Welche Kommentatoren werden perspektivisch in Reifs Fußstapfen treten können - und warum?

Ich hätte jetzt gerne Fritz von Thurn und Taxis genannt, aber der ist leider auch kein Newcomer mehr. Ernsthaft: Ein Wolff Fuss macht das sehr gut, weil er es schafft, sich verbal deutlich abzuheben. Das gilt gleichermaßen für Béla Réthy vom ZDF. Das sind Typen mit Profil. Grundsätzlich beobachte ich aber, dass die Kommentatoren in Deutschland eher darauf bedacht sind, ruhig und sachlich zu bleiben, was ich schade finde. Wenn am Ende der 90 Minuten nicht nur besondere Tore in Erinnerung bleiben, sondern auch besondere Worte oder Sätze der Kommentatoren, haben doch alle Beteiligten gewonnen.

"Marcel Reif steht für das gewisse Etwas."
Cord Sauer, "FUMS"

Woher rührt deine Verehrung von Marcel Reif, die du ja regelmäßig bei "FUMS" zum Ausdruck bringst?

Verehrung geht vielleicht etwas zu weit, aber ich gehöre auf jeden Fall zu denen, die seine Arbeit sehr, sehr schätzen. Einfach weil er für das gewisse Etwas steht. Und mit dieser Meinung bin ich nicht alleine. Ich denke, da genügt allein ein Blick auf die zahlreichen "FUMS"-Arbeitsnachweise und auf die positive Resonanz der Fans.

Welche sind nach all den Jahren deine Favoriten-Kommentare und -Sprüche von Marcel Reif?

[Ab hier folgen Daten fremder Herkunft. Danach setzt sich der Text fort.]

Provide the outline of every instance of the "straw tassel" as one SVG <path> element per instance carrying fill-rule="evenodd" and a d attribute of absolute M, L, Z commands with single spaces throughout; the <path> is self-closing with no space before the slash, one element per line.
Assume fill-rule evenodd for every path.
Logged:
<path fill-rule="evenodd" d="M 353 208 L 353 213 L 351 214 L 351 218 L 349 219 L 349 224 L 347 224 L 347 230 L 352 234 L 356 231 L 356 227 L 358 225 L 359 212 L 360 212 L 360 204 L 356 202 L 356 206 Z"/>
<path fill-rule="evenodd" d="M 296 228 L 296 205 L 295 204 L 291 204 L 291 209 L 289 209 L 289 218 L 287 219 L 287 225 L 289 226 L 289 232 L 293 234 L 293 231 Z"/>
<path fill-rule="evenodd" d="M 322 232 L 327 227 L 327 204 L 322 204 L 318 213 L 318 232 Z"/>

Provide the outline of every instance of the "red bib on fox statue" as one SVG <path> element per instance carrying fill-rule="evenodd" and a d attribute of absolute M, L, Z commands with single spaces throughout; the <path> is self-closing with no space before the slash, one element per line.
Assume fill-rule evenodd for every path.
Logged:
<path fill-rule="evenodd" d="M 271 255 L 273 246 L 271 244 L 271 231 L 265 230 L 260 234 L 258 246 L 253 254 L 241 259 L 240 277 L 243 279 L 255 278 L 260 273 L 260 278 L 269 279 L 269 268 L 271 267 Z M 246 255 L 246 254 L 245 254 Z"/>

Puhhh, kann ich stattdessen nicht lieber das Grundprinzip der Quantenphysik erklären? Reif hat in 30 Jahren einfach zu viele gute Sprüche rausgehauen. Dem neutralen Zuschauer wird er immer in Erinnerung bleiben mit "Noch nie hätte ein Tor einem Spiel so gut getan", Torfall 1998 in Madrid, legendär. Was speziell bei mir hängen bleibt, sind nicht unbedingt Sätze sondern vielmehr einzelne Begriffe, die er für mein Empfinden geprägt hat. Sei es "Nikolauslaune“, "verhühnert" oder "Allianzmoos". Großartig, oder um es mit Reif zu sagen: "Ü-BER-RA-GEND."

Vielen Dank für das Gespräch.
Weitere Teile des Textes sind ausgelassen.